You probably have too many meetings in your calendar. A lot of those meetings are probably too long and meandering, or annoying or pointless. And you probably come out of each one feeling exhausted, irritated and wishing you could have just got on with your actual work.
We all know this frustration. And yet next week, we’ll do the exact same thing. Here’s a truth we need to acknowledge: this cycle will keep going on and on unless we make a change. The best way to make that change is by getting all the information up front. The way to do that? A meeting audit. Here’s how to do it.
Spend a week assessing all your usual meetings
Track how long they take and how you feel during them and afterwards. Are there any that you always dread? Ask other people in the meeting for their thoughts; what’s working for them and what’s not?
Calculate how much time is being dedicated to meetings
It’s well worth knowing exactly how many minutes and hours are dedicated to meetings each week. Also, track the timings of individual meetings.

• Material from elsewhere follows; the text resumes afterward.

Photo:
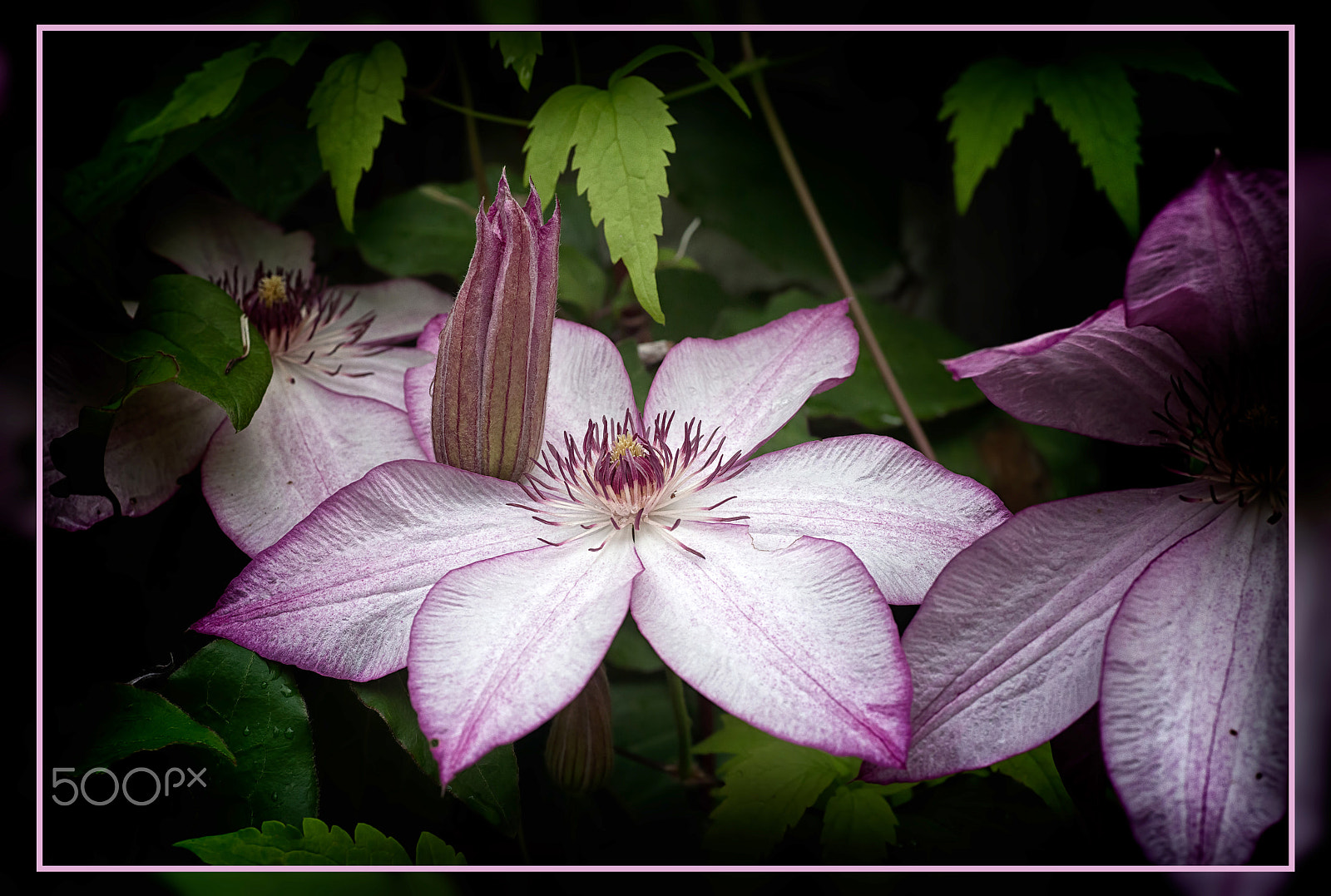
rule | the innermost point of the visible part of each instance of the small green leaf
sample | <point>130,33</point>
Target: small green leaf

Is there one that only takes 15 minutes but is booked in for an hour? Is there one that always, always overruns?
Look through the guest lists
Are the right people in the room for every meeting? Is a colleague sitting in the same meeting week after week for no real reason?
Think about the purpose
Every meeting should have a purpose and an agenda. If there isn’t one, scrap it. If you can’t clearly define a meeting’s purpose, it probably needs a rethink. If it’s structureless and doesn’t have agreed-upon outcomes, it needs an agenda.
Consider other forms of collaboration
Not all meetings need to be meetings. Be honest about which meetings are genuinely best done as a collective chat and which could be better as a shared doc that everyone adds to, or an email, or a tool like Miro that creates boards everyone can contribute to as and when inspiration strikes.
Make a report
Note down all your findings from the week and suggest which meetings should be scrapped, which should be cut down, which need tweaks to their structure, and so on. If you’re a leader, go ahead and action your report! If not, present your recommendations to your manager, noting why you’ve conducted a meeting audit: to promote efficiency, tackle meeting overwhelm and make everyone work smarter.